This week will provide some data to help traders get a sense of the stability of New Zealand’s economy, which has been a bastion for inflation and positive economic surprises. Given the possible volatility of the USDollar, the NZ Dollar may be played against other currencies such as AUDNZD on a bounce higher that would provide better levels to sell before an attempt is made to break below parity. Another cross that garnered attention last week was NZDCAD, which got rather close to all-time highs.
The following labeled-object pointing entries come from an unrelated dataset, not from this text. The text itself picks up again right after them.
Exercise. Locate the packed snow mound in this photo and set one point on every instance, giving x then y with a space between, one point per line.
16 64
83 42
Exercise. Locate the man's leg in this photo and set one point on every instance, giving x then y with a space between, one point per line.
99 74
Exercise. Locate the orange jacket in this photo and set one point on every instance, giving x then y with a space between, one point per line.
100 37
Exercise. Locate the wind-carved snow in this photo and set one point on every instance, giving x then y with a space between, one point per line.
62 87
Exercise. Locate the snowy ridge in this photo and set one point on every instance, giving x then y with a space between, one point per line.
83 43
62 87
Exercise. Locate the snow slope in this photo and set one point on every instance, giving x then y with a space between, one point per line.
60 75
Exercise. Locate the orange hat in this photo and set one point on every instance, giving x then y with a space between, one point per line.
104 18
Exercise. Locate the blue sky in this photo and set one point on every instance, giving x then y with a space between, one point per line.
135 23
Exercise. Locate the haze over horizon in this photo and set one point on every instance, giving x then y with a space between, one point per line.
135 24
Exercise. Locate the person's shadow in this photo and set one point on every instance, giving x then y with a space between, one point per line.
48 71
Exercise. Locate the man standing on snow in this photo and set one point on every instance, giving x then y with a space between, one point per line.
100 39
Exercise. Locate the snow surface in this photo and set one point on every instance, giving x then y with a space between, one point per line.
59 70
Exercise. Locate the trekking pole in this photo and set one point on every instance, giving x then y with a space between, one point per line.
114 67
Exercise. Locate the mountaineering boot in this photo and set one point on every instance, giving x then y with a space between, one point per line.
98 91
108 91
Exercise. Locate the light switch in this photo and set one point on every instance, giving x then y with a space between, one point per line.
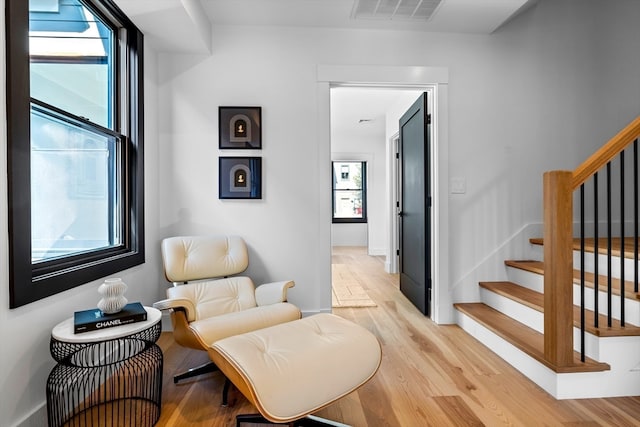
458 185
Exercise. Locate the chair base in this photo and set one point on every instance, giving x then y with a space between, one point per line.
193 372
308 421
205 369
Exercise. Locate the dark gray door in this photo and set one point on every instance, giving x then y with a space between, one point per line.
415 206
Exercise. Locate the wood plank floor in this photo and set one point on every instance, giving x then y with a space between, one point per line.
430 375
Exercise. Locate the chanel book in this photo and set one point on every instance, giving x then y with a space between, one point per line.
94 319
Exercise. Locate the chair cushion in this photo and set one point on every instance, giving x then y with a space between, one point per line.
216 328
294 369
188 258
216 297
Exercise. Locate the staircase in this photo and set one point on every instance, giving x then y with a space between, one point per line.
574 331
509 320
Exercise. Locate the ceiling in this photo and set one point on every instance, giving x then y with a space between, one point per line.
186 25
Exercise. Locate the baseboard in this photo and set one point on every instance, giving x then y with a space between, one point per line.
37 418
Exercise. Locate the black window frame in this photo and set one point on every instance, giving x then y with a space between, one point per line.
341 220
30 281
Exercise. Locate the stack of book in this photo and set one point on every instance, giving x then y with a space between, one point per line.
94 319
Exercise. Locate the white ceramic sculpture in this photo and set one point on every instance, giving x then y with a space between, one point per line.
113 300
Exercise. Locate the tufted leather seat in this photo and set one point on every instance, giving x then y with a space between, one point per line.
205 304
291 370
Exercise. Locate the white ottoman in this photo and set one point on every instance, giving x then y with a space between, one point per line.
291 370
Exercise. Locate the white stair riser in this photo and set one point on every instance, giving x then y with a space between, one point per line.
617 382
523 314
535 282
595 347
526 279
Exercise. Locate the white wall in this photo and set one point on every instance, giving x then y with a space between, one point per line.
539 94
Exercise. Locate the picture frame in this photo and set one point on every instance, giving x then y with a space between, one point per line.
240 128
240 178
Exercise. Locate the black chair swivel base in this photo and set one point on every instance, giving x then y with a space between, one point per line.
205 369
308 421
193 372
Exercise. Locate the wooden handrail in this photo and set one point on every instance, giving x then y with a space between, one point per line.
558 268
559 187
606 153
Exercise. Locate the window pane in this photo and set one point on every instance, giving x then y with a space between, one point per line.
347 175
71 67
73 188
347 204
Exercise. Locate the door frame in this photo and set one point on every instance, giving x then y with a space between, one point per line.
399 77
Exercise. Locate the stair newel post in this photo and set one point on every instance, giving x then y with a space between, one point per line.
558 267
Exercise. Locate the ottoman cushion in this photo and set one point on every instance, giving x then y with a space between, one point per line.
294 369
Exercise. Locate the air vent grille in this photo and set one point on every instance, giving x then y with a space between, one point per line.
413 10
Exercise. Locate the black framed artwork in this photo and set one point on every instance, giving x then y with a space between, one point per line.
240 127
240 178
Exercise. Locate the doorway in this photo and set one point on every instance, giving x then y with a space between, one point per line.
420 78
362 120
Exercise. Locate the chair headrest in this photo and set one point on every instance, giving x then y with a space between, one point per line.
187 258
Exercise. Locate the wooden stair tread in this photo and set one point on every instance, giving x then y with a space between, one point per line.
538 268
524 338
535 301
589 245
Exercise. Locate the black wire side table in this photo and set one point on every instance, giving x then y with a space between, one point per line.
109 377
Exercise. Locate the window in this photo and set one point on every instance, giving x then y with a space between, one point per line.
349 191
75 144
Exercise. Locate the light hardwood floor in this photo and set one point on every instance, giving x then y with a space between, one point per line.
430 375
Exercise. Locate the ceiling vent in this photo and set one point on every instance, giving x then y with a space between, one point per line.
401 10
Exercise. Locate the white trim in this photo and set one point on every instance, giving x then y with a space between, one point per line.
393 76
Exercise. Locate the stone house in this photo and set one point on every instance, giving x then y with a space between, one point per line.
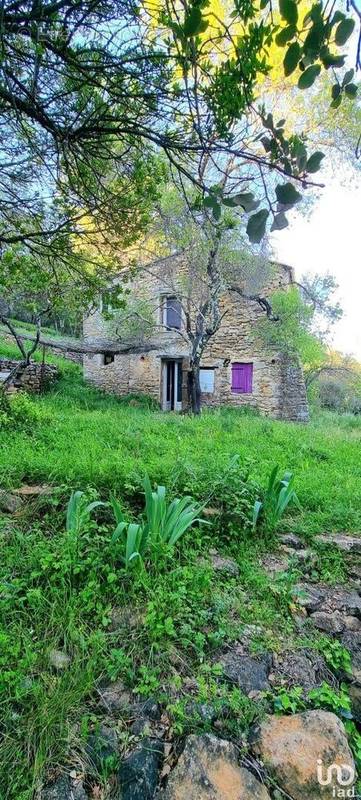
237 368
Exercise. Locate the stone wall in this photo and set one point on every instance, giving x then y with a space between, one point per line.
35 378
69 354
278 387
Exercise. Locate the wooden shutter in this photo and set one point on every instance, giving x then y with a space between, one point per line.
174 313
242 375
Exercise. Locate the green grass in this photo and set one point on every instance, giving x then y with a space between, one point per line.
55 596
88 438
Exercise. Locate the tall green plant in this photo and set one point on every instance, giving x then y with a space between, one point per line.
166 523
278 496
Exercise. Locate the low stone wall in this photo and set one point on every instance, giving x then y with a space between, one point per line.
69 354
35 378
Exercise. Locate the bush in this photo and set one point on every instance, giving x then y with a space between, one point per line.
138 400
19 411
332 394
The data docket was nearly mute in NZ last week aside from a positive milk auction that attributed to the early week rise. The GDT index was up 7.7%, and the benchmark whole milk powder was up 3.7%. Next week will provide growth and inflation readings components that could allow NZD volatility to rise. Monday will provide MoM Food Prices, which is in focus given New Zealand’s commodity focused economy, and Thursday will provide BusinessNZ Manufacturing PMI and GDP readings.

The New Zealand Dollar could continue to hold up relatively well even in a possible risk-off environment. For this to take place, the data needs to hold up well and next week should allow us to see whether the NZD outpaces other high-yielders.

NZDUSD Sentiment Shows Retail Continues To Fight Yearly Highs

If the Global Yield Hunt Remains, So Does Kiwi’s Upside

Data source: Speculative Sentiment Index, Chart Source: Python. Prepared by DailyFX Team

The ratio of long to short positions in the NZDUSD stands at -1.97 as 34% of traders are long. Yesterday the ratio was -3.37; 23% of open positions were long. Long positions are 26.2% higher than yesterday and 9.2% above levels seen last week. Short positions are 26.2% lower than yesterday and 1.9% below levels seen last week. Open interest is 14.2% lower than yesterday and 0.4% below its monthly average.

We use our SSI as a contrarian indicator to price action, and the fact that the majority of traders are short gives signal that the NZDUSD may continue higher. The trading crowd has grown less net-short from yesterday and last week. The combination of current sentiment and recent changes gives a further mixed trading bias.